I have kept bolivian rams with large amano shrimp with no issues. they will attack small shrimp. they never bothered my other fish including very small killis, very small tetras, angelfish, plecos, corys, loaches.

One of the mellowest fish I've ever seen. I'm not sure they're really capable of hurting another fish. It just isn't in them. I wouldn't worry if I were you. They are harmless. certainly less dangerous than even serpae tetras.


----------



## iLuvAngels (May 14, 2008)

My Seprae Tetras chase each other all the time but they also swim together sometimes. I didn't know that they did that until after I put them in the tank! Fortunately they don't mess with any of my other fish, just each other. I have had many people tell me that if I get a small cichlid then that may calm them down a little bit. I had planned on getting a pair of Bolivian Rams anyway so I am hoping that once they are added to the tank then maybe those fiesty little guys will calm down a little bit.

They have been in the tank for over two months and are doing fine. No injuries, they all eat well, leave the other fish alone and have beautiful colors. I figure it is just their nature so I am just leaving them in there. They do liven up my tank a bit.


----------



## Dutch Dude (Sep 14, 2006)

To the Bolivians those shrimp are just giant lobsters. So don't blame them from snacking. I kept Bolivians for years with a large group of cherry shrimp. The Bolivians kept the number "down" to +/- 200 shrimp.
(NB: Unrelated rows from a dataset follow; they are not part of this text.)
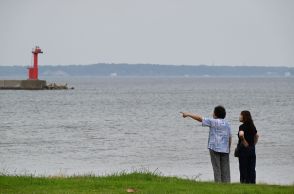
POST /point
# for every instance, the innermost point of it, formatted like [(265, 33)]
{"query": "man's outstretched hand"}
[(184, 114)]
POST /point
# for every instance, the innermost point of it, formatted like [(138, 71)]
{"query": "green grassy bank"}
[(139, 182)]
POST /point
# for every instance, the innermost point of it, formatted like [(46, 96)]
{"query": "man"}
[(219, 142)]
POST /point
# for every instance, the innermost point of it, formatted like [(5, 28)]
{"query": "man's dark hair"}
[(220, 112)]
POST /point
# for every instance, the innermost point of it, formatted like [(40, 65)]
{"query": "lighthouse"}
[(33, 82), (33, 71)]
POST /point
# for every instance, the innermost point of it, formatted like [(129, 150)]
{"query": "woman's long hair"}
[(247, 119)]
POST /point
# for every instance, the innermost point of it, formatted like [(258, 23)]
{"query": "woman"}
[(248, 138)]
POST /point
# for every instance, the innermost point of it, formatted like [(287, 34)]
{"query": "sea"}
[(118, 124)]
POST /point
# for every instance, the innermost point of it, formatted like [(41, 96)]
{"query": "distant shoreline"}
[(143, 70)]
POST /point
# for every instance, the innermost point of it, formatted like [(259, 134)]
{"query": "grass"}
[(141, 182)]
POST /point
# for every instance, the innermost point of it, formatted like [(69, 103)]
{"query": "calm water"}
[(108, 125)]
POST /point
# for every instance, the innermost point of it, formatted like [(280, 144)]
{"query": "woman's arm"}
[(256, 138), (193, 116)]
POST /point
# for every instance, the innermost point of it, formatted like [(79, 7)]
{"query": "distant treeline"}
[(103, 69)]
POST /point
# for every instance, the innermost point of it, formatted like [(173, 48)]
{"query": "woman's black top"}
[(249, 133)]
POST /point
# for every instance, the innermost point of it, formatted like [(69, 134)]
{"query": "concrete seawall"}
[(22, 84)]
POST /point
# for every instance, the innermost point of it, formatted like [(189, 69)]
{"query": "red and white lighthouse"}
[(33, 71)]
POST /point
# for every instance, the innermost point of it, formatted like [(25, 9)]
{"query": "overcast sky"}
[(191, 32)]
Bolivians are suitable for a communety tank. They won't bother tetras but might have issues with cories. Cories often want to snack eggs so they get chased roughly by the Bolivians in order to protect their spawn. Bolivians should be kept in small group of 5 fish or more just like their big relatives Geophagus. You can check the BRC thread for tons on info.


----------



## zaky9 (Feb 14, 2010)

Thanks everyone, but now all of the shrimp have been eaten  . The rams are doing fine though.


----------



## DeadFishFloating (Oct 9, 2007)

ROTFLMAO

I'm sorry, but what did you expect putting cichlids in with small shrimp. Of course they were going to eat the shrimp. Bolivian rams are excellent cichlids for a non aggressive community tank. They do prefer to to be in a school of atleast 5 or more. What are the dimensions of your tank?


----------



## leopartner123 (Jun 29, 2009)

I have bolivian rams with Amano shrimp, Cherry shrimp, Ottos, Juli Cories, Cardinal tetras and there is no aggression towards any of them. I wish I could take a video of what i saw the other night. I was Feeding them sinking food for a snack and the largest shrimp and a bolivian ram both ran after one. The shrimp eventually back down but there was no aggression.


----------



## Darkside (Feb 6, 2008)

DeadFishFloating said:


> ROTFLMAO
> 
> I'm sorry, but what did you expect putting cichlids in with small shrimp. Of course they were going to eat the shrimp. Bolivian rams are excellent cichlids for a non aggressive community tank. They do prefer to to be in a school of atleast 5 or more. What are the dimensions of your tank?


What's funny is that my Dicrossus, completely ignore ghost shrimp, but my tiny lampeyes demolish them as soon as they molt. No shrimp for me.


----------